Marriott organizes his tales and his adventures chronologically for the most part. He first takes his reader on a formative fishing trip a five-year old John Marriott made with his father in the B.C. Interior. The book’s final chapters are set in this decade and focus on trips to photograph grizzly bears in B.C.’s Chilcotin, Khutzeymateen, and Kwinamass regions. In between Marriott details the trials, tribulations, and triumphs that came with his quest to become a professional wildlife photographer. That quest took him tens of thousands of kilometres across western and northern Canada – from the Bow Valley Parkway in Banff National Park to the Dome Diner on the Yellowhead Highway to the Dempster Highway in the Yukon, from the headwaters of the Fraser River to estuaries on the Pacific. Marriott’s journey is filled with memorable characters. Some of those characters are the wild creatures Marriott respects and searches out such as Delinda, the Alpha female of the Bow Valley wolf pack, or Frank the Tank, the dominant grizzly male featured on the book’s cover. Others, such as the Yukon’s Trapper Ivan, insert humanity into the wildness.

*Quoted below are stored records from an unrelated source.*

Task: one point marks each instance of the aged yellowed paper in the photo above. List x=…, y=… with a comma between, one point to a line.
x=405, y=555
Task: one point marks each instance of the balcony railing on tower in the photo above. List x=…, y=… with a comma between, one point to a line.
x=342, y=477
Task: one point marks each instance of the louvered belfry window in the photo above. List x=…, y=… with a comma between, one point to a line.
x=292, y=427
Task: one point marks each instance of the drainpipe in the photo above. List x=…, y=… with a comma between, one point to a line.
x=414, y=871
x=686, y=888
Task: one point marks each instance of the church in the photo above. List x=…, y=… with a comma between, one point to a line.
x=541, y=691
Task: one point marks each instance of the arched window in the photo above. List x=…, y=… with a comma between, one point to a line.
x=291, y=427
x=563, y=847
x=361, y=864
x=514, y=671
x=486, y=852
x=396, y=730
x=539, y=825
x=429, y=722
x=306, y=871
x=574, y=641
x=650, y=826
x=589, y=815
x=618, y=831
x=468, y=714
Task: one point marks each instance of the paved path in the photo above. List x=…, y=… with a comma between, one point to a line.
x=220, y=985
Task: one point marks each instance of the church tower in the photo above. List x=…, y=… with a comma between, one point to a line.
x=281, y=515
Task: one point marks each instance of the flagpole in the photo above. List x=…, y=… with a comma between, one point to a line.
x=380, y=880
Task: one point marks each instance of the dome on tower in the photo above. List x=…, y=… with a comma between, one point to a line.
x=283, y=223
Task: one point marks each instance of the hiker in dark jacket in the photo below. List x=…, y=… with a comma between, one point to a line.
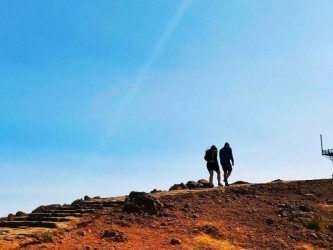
x=225, y=158
x=213, y=165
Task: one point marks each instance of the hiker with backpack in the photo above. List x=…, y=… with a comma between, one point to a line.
x=225, y=158
x=213, y=165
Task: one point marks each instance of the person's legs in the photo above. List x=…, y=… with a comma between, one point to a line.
x=211, y=173
x=227, y=173
x=219, y=177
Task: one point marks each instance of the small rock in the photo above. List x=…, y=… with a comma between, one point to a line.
x=87, y=198
x=155, y=191
x=20, y=213
x=195, y=216
x=114, y=235
x=81, y=233
x=330, y=227
x=304, y=208
x=269, y=221
x=175, y=242
x=314, y=235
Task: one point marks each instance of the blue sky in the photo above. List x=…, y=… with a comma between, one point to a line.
x=106, y=97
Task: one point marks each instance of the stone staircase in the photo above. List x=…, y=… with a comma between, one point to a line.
x=58, y=216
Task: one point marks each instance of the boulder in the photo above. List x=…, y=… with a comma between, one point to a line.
x=193, y=185
x=114, y=235
x=240, y=183
x=178, y=187
x=141, y=202
x=204, y=183
x=175, y=241
x=42, y=209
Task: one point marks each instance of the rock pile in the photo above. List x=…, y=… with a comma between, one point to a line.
x=141, y=202
x=202, y=183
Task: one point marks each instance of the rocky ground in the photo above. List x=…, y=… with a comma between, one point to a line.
x=276, y=215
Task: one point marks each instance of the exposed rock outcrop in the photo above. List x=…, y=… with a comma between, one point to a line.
x=141, y=202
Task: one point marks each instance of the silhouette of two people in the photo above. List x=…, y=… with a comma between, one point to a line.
x=226, y=159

Tall Tales, Long Lenses showcases Marriott’s remarkable talents well. Along with Wayne Lynch, I think he is one of this country’s premier wildlife photographers. The photos included in this collection comfortably support that judgment. The composition, textures, colours, and details of his photographs prompt a wide range of responses and reactions. It’s impossible not to be moved by photos revealing the power of Frank the Tank, or the playfulness of the two grizzly cubs he named The Devil and The Dark Side. Magical auras emanate from his photos of the Yukon landscape and the Great Bear Rainforest. The beauty of Marriott’s photography alone will lead me to return to it over and over again.

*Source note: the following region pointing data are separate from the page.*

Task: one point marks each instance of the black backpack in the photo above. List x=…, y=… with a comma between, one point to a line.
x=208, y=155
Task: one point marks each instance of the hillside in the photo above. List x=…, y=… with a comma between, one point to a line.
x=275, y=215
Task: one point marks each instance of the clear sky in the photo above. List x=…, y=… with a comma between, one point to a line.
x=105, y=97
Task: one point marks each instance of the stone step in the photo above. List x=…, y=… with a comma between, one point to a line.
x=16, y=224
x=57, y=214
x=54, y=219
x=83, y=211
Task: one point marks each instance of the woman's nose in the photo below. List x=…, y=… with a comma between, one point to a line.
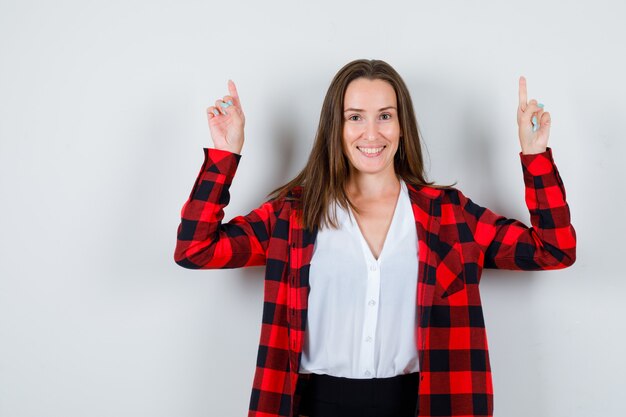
x=371, y=131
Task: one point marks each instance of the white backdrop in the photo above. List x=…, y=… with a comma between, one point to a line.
x=102, y=108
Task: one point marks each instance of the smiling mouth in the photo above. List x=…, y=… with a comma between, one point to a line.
x=371, y=151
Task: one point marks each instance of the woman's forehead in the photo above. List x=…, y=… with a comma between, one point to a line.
x=363, y=94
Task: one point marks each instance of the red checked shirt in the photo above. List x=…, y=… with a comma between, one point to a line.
x=456, y=239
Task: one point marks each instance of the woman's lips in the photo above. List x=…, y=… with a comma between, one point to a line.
x=371, y=152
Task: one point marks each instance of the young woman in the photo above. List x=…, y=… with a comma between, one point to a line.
x=371, y=298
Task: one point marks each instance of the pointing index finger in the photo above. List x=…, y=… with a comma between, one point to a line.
x=232, y=89
x=523, y=97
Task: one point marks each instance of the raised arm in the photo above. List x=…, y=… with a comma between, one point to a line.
x=551, y=241
x=508, y=243
x=203, y=240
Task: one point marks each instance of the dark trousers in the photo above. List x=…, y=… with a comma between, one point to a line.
x=330, y=396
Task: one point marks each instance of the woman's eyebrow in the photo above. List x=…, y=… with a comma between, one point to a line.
x=384, y=108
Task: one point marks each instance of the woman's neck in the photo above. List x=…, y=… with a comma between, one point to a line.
x=372, y=186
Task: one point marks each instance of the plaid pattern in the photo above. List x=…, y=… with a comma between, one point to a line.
x=457, y=239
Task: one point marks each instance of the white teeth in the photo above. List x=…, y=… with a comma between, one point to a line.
x=370, y=150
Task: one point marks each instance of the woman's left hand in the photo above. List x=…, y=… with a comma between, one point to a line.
x=531, y=141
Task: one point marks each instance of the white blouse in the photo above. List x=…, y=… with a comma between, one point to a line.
x=361, y=310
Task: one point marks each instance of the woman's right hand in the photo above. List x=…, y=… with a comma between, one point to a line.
x=227, y=126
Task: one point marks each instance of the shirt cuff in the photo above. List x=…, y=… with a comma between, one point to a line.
x=538, y=164
x=220, y=161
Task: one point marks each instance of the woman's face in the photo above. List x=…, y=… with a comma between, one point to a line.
x=371, y=129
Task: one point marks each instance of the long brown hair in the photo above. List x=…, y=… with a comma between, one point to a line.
x=323, y=179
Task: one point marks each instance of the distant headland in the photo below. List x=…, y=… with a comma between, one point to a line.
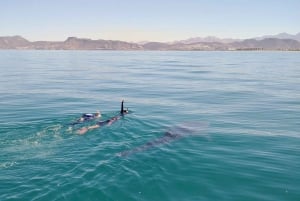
x=279, y=42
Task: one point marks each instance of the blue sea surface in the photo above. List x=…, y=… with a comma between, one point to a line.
x=243, y=109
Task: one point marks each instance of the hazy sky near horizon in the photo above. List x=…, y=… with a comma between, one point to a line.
x=139, y=20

Tall Tales, Long Lenses is much more than a beautiful book to adorn your coffee table. It also conveys important conservation messages. The death of Field in 1992, the first grizzly bear Marriott observed, testifies to how our irresponsible behaviour threatens the place of bears in the wild. Sloppy food storage in Banff National Park campgrounds encouraged Field to develop a taste for human food. Removed from Banff, she didn’t lose that appetite. That appetite led to her death at the hands of Alberta Fish and Wildlife officers. Or, in the case of Watson – a Kermode bear in northern B.C. – people put themselves and the bear at risk by getting far too close to him alongside the Yellowhead Highway in 2013. These incidents, more than 20 years apart, suggest that our species still has much to learn when it comes to giving wildlife the respect and distance they need and deserve.
For me, the book’s most compelling lesson may rest in its introduction. John’s father offers that lesson through his hope that his son would grow up to share the love of nature the father found flyfishing along Scotch Creek north of Shuswap Lake. That love was one he wanted to share with his son. Without that father’s love of nature and without his desire to share it with his son would John Marriott have become the wildlife photographer and conservationist he is today? Would advocates for wilderness have his photographs and stories to inspire them? John is the first to point out how formative those experiences in and around Scotch Creek were to his world view and ambitions. The lesson for me is that, as supporters of wilderness, we need to do what we can with our own children and/or grandchildren to bring the spirit of Scotch Creek into their lives.
Tall Tales, Long Lenses is a beautiful, compelling collection that any wilderness advocate will treasure.